My original interest in cask beers came from when I was head brewer at Full Sail. I was giving a tour to the head distiller at Macallan Distillery. Oh that’s good scotch. Anyway, I remember being very excited to talk to Peter about Scotch whisky and was anxious to show off the brewery. I was touring through the cellars and we stopped to sample some Old Boardhead I had been aging for a year prior to its release. The beer was sitting in a stainless tank, maturing nicely at about 30 degrees Fahrenheit. Peter then made a simple comment:
“What are you doing?” head distiller Peter asked.
“I’m aging the beer.”
“To mature the flavors, promote a more balanced barleywine through some long-term maturation…to develop some slight oxidative notes, reduce the bitterness, enhance the malt,” replied the head brewer.
“Well, if you want to develop those flavors, and you were making whisky, which uses beer as a base for the distillery, and you wanted to promote some oxidation, I would put that whisky in an oak barrel and hold it at cellar temperature. What you are doing now is protecting the beer from aging, you are not developing its maturation flavors, you’re trying to preserve the freshness. I think your approach is flawed.”
So sayeth Peter Fairlie.
Sometimes you can think these things too far ahead and be too smart for your own good.
So it now became time to experiment. Over the next several years, I aged our Old Boardhead and Imperial Stout in several runs of bourbon barrels and was always intrigued and delighted with the changes in the beer. When I finally got to run my own show, here at Double Mountain, I wanted to continue the work of maturation in various forms of oak barrels, but also bring in the art of blending the wine and whisky industries have used for years. I want to create beers that bring a variety of microbiology to the table and are enhanced and improved through the cellar aging process.
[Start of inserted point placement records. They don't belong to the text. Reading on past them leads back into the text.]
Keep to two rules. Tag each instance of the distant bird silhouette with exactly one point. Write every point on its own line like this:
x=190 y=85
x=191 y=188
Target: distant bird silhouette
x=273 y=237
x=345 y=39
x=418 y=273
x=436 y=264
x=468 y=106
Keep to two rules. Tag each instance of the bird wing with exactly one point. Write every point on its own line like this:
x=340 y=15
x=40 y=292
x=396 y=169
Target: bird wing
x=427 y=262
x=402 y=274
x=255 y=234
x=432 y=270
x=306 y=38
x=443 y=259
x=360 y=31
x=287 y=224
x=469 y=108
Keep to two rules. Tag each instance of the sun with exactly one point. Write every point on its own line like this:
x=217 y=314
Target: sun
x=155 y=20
So what is the IRB? (Which by the way was pronounced “herb” by several patrons in the Taproom last night…) The IRB is a blend of three different beers. 25% of the blend is Brett Devil- a Belgian strong red with added Belgian candi sugar, fermented with the wild wine yeast strain of Brettanomycces. This beer used IRA as a base, but with some of the hops excluded. The Brett brings forward a slight acidity and tartness and a great fruit aroma. Man I love a light Brett aroma in a beer, my current favorite being The Duchess du Bourgogne.
50% of the IRB is IRA aged in 17 year old Elijah Craig barrels I bought together with Alan Sprints at Hair of the Dog. As soon as the barrel is emptied of the whiskey, it is speedily trucked to Oregon and immediately filled with beer. The whiskey in the wood permeates back into the beer, bringing forward those wonderfully smoky, charcoal, and hickory notes from a good Kentucky Bourbon. It also increases alcoholic strength. The remaining 25% comes from second use of a new oak barrel made from Minnesota and Missouri oak that’s known as a “Bordeaux barrel”. (The first use of the barrel gave us a beer we named IRA from the Wood.) This barrel adds a backbone of tannin and some more wood and vanilla notes.
The Brett-Devil will run out this weekend, so if you want to taste the standard IRA, the Brett-Devil, and the IRB side-by-side, now is the time to do it. We’ll be shipping an extremely limited quantity of the IRB to Portland, so keep an eye out for that too.